Top politics clips of 2019

Highest earner on Youtube ? Eight-year-old Kaji got his start on the channel when he was just 3 years old by unboxing toys on camera. He’s matured to conducting science experiments and branched out beyond YouTube with a line of more than 100 toys, clothing items and more, a show on Nickelodeon and a deal with Hulu. High-minded programming can be found on YouTube—it just doesn’t make much money. YouTube’s ten highest earners brought in a total of $162 million between June 1, 2018, and June 1, 2019, including Ryan and Nastya, as well a five gamers who play popular titles like Minecraft and Fortnite. Dude Perfect (No. 2, with $20 million), features five thirtysomethings playing with adolescent toys like a giant Nerf ball, and Rhett and Link (No. 4, with $17.5 million), who perform food stunts like tasting Flamin’ Hot Cheetos-flavored Pop-Tarts.
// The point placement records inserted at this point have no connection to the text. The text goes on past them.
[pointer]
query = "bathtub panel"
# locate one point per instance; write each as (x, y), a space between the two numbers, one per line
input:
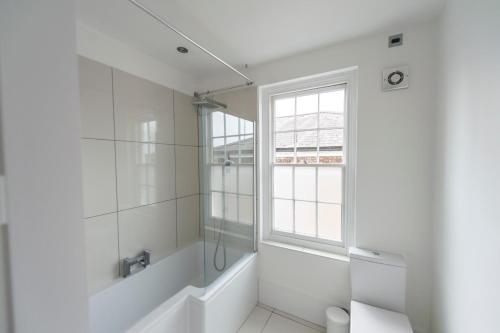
(230, 305)
(118, 308)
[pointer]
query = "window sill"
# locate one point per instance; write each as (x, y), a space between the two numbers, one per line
(324, 254)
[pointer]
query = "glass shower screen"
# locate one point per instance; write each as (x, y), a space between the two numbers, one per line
(227, 172)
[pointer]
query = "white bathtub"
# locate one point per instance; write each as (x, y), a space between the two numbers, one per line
(167, 297)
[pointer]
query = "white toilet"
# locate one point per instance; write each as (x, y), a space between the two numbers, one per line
(378, 292)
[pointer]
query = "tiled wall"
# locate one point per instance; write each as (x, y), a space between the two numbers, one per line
(140, 169)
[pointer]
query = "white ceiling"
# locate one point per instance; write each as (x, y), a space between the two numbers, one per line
(246, 32)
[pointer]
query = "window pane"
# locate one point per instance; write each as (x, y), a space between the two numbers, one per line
(307, 142)
(246, 149)
(232, 148)
(331, 120)
(330, 222)
(284, 147)
(283, 215)
(245, 209)
(284, 107)
(231, 125)
(331, 144)
(305, 218)
(230, 207)
(305, 183)
(218, 151)
(246, 126)
(245, 179)
(216, 179)
(332, 101)
(217, 123)
(282, 182)
(330, 184)
(307, 104)
(217, 205)
(309, 121)
(284, 123)
(230, 178)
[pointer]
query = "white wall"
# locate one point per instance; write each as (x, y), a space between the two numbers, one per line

Who’d have thought that a WWE-produced movie could be so good? The story of real life professional wrestler Paige arrives as a somewhat-biographical film of her ascent to fame. After getting the opportunity to audition for the WWE, Paige (who is actually named Saraya) and her brother take their shot, but when she makes it further than him, it’s up to her to stay strong when she’s (literally) against the ropes.

The internet loves animals. So the fact that this clip ranks in the top 10 most popular YouTube humor clips ever should come as no surprise. The clip is only 17 seconds long, but it’s guaranteed to lighten your mood. In the video, a mother panda is chewing away on a snack while her baby naps on the ground next to her. Suddenly the baby sneezes and surprises everyone watching. Discover additional amazing movies on yt.

Best clip for a song in 2019 ? For the Serfs Up! album, which opened with this track, Fat White Family moved to Sheffield to get off heroin – but, it transpired, this merely meant not injecting it. That paradox suffuses Feet: its groove has very much got its shit together, but there’s still a sickness at its heart. It’s like a sleazy wallflower who slinks out of the dingy corner of some dive bar, and, snake-hipped, starts throwing some unexpectedly impressive disco shapes on the floor.